11.5. CUSTOMER’S DUTIES. Customer will instruct all persons who may use the Monitoring Service on its proper use.  The Monitoring Service detects motion using Protos RVG’s surveillance software.  If a problem in the Monitoring Service occurs, Customer will notify Protos RVG immediately.  Customer will obtain and keep in effect all permits or licenses that may be required for the installation, operation, and monitoring of the Monitoring Service and will pay all usage fees or other assessments imposed by any governmental agency.  Customer will provide Protos RVG with the name and telephone number of each person Protos RVG may call in the event Protos RVG believes there is an emergency at Customer’s premises.  Customer will notify Protos RVG in writing of any changes in the information on this Agreement. Customer agrees that Protos RVG may provide the information on the Customer Information Form to any governmental authority having jurisdiction over Protos RVG or the Monitoring Service. The city or county in which Customer’s premise is located may require that Protos RVG obtain a permit for the use and monitoring of the Monitoring Service.  Local authorities may not respond to alarm notifications until Customer has obtained, at Customer’s expense, all necessary permits or licenses and provided Protos RVG with a license or permit number.

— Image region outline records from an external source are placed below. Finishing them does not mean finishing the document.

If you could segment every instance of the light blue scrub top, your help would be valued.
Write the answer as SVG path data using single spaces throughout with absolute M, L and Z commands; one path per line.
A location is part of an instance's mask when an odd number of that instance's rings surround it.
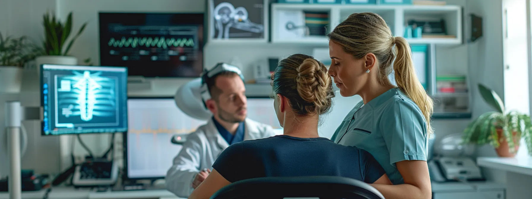
M 331 140 L 369 152 L 397 185 L 404 181 L 395 162 L 427 161 L 428 137 L 427 122 L 419 107 L 394 88 L 365 105 L 363 101 L 357 104 Z

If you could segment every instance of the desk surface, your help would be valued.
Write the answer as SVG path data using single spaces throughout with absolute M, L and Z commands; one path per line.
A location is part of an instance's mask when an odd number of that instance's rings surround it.
M 479 157 L 479 166 L 532 176 L 532 158 Z
M 46 189 L 37 192 L 24 192 L 22 193 L 22 198 L 41 199 L 46 192 Z M 96 192 L 88 189 L 76 189 L 72 187 L 54 187 L 48 194 L 48 198 L 50 199 L 181 198 L 164 189 Z M 9 198 L 9 193 L 0 193 L 0 199 Z
M 478 188 L 482 190 L 503 190 L 504 185 L 492 182 L 471 182 L 470 186 L 463 183 L 436 183 L 432 182 L 433 193 L 456 193 L 475 191 Z M 41 199 L 46 193 L 46 189 L 38 192 L 22 193 L 23 199 Z M 48 195 L 49 199 L 181 199 L 173 194 L 164 189 L 109 191 L 96 192 L 89 189 L 76 189 L 72 187 L 54 187 Z M 9 198 L 7 193 L 0 193 L 0 199 Z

11.6. SUSPENSION OR CANCELLATION OF THIS AGREEMENT; DELINQUENCY CHARGE. Customer understands that Protos RVG may stop or suspend the Monitoring Service if: (a) Force Majeure Events beyond Protos RVG’s control, affect the operation of the Center or so severely damage Customer’s premises that continuing the Monitoring Service would be impractical; (b) there is an interruption or unavailability of Internet service between the Monitoring Service and the Center; (c) Customer does not pay the fees due to Protos RVG; (d) Protos RVG is unable to provide Monitoring Service because of some action or ruling by any governmental authority; or (e) Customer becomes a debtor in a bankruptcy proceeding.  Protos RVG may charge a re-connection fee if the Monitoring Service is suspended for non-payment. If the Monitoring Service is canceled, Protos RVG may without further notice, disable and disconnect the Monitoring Service’s monitoring function at the Center. If the Monitoring Service is suspended because Customer has failed to pay the monthly fees set forth in the Order Form, and Customer requests that Protos RVG reactivate the Monitoring Service, Customer will pay in advance, Protos RVG’s then prevailing reconnection fee.